We’ve been going on walks every day. There are a number of good 4 – 5 mile hikes that we can take right from our doorstep. On Saturdays, we try to choose longer paths of 5 – 10 miles.
The Salcombe to Gara Rock hike began with a ferry ride across the harbor to the East Portlemouth side of the estuary. A paved road led us to the sandy beach of Mill Bay, a perfect, fine sand beach with a few bouncing dogs and children out enjoying the spring weather.
The path then began its ascent, taking us past Biddlehead Point, Sunny Cove and the Hipples until the headland turned and we faced the full force of the Atlantic. Historically, vigorous sea trade moved through these waters. For centuries, the mariner’s existence both contrasted and complimented the tranquil rural existence of the farmers. Unlike other rocky shores, the soil here is rich and arable. On the headland opposite, Deckler’s Cliff, we could see Bronze age field systems, clearly visible as earthworks under the soil. It is humbling to think that this land has been under cultivation for thousands of years, and it still retains its rural roots.
We negotiated paths up and down the cliff face past Great Abraham’s Hole and Little Abraham’s Hole to the lookout at Gara Rock. (Sometimes I think the best thing about these walks are the names.)
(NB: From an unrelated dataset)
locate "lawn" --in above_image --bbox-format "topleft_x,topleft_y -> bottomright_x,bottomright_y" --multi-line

Just beyond Gara Rock is Moor Sand, where, in 1977, a cache of Bronze Age weapons was found. Archeologists believe that a ship want down here about 3,000 years ago. There has only ever been one other pre-historic wreck found in England.
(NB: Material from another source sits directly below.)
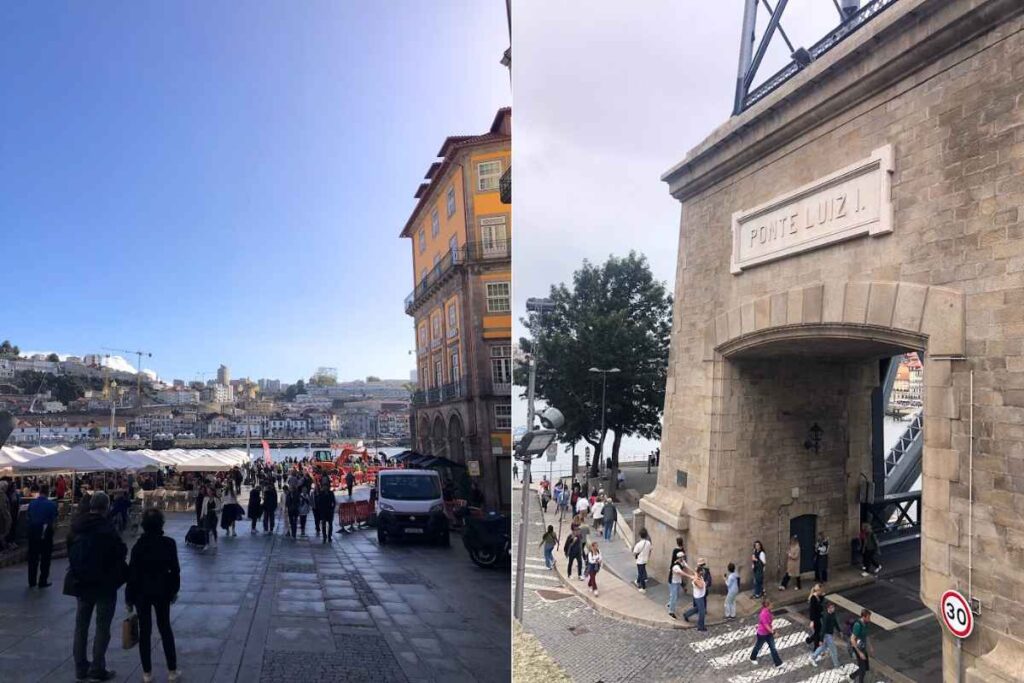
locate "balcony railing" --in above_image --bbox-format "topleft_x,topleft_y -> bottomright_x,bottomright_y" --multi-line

The waters off these shores are treacherous. The Salcombe Canon wreck, also in this area, found coins and jewels from the 16th and 17th centuries, helping archeologists trace trade between England and Morocco. They think there is probably still a lot more to be found.
From Gara Rock we went down to the beach at Seacombe Sand, a perfect place for our packed picnic of delicious Salcombe Crab sandwiches.
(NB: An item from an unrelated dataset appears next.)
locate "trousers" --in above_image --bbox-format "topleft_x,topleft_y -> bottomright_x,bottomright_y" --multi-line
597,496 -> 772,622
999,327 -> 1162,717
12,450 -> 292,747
But we didn’t dawdle, as it looked like a storm might be blowing up. We headed back through deep green leafy woods, a less steep, less dramatic path but one that offered an entirely different flora.
The path spilled us back at Mill Bay. The rain held off. I curled up with a rock for a back rest, Tim paddled about in barefeet at the water’s edge and Jan searched for perfect shells. The perfect end to a dramatic day.